Providing appropriate prosthetic feet to those with limb loss is a complex and subjective process influenced by professional judgment and payer guidelines. A team of researchers has conducted what they say is the first randomized double blind study in which prosthetic users have expressed a preference for a specific biomechanical characteristic of prosthetic feet: participants preferred the “compliant” category of prosthetic feet over the “stiff” and “intermediate” feet. The results were published in the January 2015 issue of the Journal of Biomechanics.

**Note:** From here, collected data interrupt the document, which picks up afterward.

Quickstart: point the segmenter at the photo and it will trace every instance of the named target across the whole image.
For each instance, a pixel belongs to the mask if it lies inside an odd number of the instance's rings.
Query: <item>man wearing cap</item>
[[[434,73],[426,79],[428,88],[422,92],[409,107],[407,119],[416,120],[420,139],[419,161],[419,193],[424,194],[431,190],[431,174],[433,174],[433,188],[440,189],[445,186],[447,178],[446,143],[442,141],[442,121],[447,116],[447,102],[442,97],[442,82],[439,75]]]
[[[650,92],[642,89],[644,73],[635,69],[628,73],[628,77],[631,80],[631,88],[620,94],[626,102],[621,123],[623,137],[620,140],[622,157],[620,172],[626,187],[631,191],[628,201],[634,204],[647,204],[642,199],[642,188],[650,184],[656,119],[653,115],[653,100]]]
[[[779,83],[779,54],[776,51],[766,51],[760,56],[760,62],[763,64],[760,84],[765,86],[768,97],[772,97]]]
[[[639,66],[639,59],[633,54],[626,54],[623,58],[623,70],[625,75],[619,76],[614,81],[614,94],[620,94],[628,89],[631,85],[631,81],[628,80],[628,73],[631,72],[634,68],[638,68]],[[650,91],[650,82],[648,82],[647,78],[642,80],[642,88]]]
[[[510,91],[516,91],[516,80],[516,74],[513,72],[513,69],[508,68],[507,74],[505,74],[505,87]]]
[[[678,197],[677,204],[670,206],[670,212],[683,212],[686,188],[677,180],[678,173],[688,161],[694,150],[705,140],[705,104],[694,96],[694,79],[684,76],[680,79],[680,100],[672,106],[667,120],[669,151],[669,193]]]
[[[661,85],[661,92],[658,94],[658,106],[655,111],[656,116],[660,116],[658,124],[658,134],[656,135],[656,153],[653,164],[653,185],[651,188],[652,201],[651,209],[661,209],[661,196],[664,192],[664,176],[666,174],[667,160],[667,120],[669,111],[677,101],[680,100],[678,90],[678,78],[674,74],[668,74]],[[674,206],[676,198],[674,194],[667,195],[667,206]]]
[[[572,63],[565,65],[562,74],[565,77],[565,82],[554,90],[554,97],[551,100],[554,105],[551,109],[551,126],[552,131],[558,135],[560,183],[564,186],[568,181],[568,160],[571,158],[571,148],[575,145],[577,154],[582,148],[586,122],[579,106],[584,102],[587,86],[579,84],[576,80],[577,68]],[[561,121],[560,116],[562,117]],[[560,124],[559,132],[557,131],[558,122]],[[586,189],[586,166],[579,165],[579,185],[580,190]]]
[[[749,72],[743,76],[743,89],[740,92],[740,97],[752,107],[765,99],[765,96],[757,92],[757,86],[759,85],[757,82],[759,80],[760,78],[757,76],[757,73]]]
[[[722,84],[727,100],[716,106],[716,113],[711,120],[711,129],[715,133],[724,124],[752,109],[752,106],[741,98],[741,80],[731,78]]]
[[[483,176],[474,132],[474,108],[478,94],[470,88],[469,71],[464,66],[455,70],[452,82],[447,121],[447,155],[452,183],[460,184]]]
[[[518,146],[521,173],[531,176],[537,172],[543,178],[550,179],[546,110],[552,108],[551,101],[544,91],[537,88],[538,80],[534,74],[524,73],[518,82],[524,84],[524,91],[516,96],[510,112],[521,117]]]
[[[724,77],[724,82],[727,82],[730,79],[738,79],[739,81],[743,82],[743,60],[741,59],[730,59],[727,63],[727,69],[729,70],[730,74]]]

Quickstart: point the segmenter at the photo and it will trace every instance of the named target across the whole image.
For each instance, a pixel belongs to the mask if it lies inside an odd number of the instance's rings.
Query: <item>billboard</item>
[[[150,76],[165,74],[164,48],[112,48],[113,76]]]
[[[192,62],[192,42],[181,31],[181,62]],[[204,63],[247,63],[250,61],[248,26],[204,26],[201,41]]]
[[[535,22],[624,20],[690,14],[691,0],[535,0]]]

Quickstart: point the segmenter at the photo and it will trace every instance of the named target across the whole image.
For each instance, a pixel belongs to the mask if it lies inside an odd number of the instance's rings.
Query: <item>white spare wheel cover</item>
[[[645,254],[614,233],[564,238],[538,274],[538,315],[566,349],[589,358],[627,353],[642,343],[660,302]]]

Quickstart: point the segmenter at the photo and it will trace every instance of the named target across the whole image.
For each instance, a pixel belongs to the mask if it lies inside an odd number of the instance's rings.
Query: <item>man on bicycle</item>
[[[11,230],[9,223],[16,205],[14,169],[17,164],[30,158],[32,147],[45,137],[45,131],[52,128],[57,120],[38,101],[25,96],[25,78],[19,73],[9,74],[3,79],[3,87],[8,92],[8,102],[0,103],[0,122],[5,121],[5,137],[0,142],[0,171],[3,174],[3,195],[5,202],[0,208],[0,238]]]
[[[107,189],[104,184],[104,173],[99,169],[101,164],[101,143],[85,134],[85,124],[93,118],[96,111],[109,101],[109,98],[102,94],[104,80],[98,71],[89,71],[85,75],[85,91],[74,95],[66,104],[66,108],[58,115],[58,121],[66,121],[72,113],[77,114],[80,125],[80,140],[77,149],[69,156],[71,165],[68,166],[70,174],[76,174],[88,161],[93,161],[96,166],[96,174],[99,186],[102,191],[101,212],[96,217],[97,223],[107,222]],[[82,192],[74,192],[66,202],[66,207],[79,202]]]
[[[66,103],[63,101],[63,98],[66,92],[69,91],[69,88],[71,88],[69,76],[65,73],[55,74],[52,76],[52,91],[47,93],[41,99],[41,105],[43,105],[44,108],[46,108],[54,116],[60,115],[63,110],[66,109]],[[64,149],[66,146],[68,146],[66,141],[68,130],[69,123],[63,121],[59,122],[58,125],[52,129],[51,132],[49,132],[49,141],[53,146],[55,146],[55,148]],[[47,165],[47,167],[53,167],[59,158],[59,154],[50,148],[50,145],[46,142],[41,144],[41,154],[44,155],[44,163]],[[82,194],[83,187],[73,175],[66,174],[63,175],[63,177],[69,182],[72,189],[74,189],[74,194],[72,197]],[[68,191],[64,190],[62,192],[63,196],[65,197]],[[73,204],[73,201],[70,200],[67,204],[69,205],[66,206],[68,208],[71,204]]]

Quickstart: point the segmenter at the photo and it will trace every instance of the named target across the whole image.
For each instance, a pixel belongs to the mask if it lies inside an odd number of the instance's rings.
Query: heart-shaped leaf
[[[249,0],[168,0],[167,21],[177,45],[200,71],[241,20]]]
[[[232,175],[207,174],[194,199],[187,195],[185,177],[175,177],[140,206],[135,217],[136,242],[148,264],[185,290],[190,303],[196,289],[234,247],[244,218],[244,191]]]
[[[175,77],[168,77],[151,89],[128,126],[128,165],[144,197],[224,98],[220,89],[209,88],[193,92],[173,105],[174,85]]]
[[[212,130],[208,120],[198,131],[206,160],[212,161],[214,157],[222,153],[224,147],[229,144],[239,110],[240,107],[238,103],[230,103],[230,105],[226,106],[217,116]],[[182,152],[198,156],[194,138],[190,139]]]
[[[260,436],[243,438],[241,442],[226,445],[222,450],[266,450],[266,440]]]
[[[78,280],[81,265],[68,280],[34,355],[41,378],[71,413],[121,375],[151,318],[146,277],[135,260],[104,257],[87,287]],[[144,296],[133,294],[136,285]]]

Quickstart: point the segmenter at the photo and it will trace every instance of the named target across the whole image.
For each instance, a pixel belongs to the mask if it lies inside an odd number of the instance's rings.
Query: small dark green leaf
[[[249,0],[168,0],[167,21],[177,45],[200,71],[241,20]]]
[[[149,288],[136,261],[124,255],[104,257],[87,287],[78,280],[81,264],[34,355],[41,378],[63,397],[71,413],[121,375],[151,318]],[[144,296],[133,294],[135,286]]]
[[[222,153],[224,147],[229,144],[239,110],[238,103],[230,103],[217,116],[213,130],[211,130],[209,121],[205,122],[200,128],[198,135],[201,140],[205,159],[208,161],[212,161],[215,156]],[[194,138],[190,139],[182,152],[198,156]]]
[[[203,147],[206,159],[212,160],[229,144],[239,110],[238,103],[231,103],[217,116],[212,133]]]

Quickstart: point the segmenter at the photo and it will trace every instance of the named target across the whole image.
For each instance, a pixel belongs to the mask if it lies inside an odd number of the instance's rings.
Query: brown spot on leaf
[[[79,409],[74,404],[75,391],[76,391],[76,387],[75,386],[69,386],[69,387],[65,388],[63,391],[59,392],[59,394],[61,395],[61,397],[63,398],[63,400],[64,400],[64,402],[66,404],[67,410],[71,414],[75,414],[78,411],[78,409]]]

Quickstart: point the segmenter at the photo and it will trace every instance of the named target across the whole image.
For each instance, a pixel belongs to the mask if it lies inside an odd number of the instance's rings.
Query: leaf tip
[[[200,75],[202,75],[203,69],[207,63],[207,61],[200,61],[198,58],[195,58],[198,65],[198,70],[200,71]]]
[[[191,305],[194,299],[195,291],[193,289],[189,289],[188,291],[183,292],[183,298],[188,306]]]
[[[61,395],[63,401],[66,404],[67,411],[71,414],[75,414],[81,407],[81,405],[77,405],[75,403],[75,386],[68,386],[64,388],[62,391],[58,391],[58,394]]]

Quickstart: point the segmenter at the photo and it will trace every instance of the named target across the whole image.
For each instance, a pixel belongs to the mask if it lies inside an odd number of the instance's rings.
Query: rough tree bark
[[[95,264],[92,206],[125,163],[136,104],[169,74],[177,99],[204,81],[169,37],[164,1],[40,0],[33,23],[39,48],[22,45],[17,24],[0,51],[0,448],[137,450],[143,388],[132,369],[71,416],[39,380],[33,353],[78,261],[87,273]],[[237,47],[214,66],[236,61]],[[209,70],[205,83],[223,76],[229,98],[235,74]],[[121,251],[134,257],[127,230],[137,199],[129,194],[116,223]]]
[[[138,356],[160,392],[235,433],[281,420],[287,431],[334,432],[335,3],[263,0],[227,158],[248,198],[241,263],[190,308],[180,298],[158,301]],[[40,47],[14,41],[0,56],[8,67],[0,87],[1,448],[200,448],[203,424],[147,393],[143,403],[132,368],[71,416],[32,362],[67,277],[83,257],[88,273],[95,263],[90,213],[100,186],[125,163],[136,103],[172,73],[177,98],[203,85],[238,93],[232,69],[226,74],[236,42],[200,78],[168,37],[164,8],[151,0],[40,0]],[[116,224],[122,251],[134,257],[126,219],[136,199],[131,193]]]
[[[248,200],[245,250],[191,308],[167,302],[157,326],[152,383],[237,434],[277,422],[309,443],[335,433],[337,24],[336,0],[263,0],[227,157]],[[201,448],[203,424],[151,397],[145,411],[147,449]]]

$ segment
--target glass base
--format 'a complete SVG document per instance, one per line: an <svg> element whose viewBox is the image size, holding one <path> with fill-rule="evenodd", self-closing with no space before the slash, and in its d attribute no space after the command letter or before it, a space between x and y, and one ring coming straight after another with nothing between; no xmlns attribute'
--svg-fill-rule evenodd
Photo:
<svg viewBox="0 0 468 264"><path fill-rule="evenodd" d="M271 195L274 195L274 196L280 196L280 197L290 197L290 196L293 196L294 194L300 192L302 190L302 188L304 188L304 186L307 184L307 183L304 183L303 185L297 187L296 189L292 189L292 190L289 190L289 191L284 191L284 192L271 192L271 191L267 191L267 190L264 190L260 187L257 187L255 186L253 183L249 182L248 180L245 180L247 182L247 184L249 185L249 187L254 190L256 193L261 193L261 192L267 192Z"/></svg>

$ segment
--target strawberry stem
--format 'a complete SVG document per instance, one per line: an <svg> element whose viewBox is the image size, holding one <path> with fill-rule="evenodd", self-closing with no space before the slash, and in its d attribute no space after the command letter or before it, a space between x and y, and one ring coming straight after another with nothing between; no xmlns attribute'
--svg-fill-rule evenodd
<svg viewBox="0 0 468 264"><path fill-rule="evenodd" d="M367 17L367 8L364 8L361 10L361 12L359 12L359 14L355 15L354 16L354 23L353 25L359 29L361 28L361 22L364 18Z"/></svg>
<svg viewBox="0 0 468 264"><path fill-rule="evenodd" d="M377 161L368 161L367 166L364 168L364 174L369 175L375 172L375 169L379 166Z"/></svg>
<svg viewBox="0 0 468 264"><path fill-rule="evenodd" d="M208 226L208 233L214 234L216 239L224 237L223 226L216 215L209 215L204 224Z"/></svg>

The study used three complimentary domains to evaluate prosthetic feet: the biomechanical domain, the activity domain, and the perceptual domain. The Orthocare Innovations Europa™ load cell was used at the base of the socket to measure the sagittal moments during walking with three categories of prosthetic feet in 11 individuals with transtibial limb loss and functional levels of K2, K3, or K4. Functional level was determined subjectively by the clinical prosthetist and objectively using the Orthocare Innovations Galileo. Forefoot stiffness and hysteresis characteristics defined the three objective foot categories: stiff, intermediate, and compliant. Prosthetic feet were randomly assigned and blinded from participants and investigators. After laboratory testing, participants completed one week of community wear tests followed by a modified prosthetics evaluation questionnaire to determine if a specific category of prosthetic feet was preferred.
The study provides some evidence that amputees can detect specific biomechanical characteristics of prosthetic feet. It concludes that this small cohort of prosthetic users with transtibial limb loss preferred compliant feet with lower peak sagittal moments during gait, but did not increase their activity level when using these feet, nor reduce activity when using nonpreferred prosthetic feet. The authors note that a larger, multisite, randomized double blind trial is warranted to determine if this preliminary result can be replicated over a broader range of participants and with more rigorous categorization of prosthetic feet.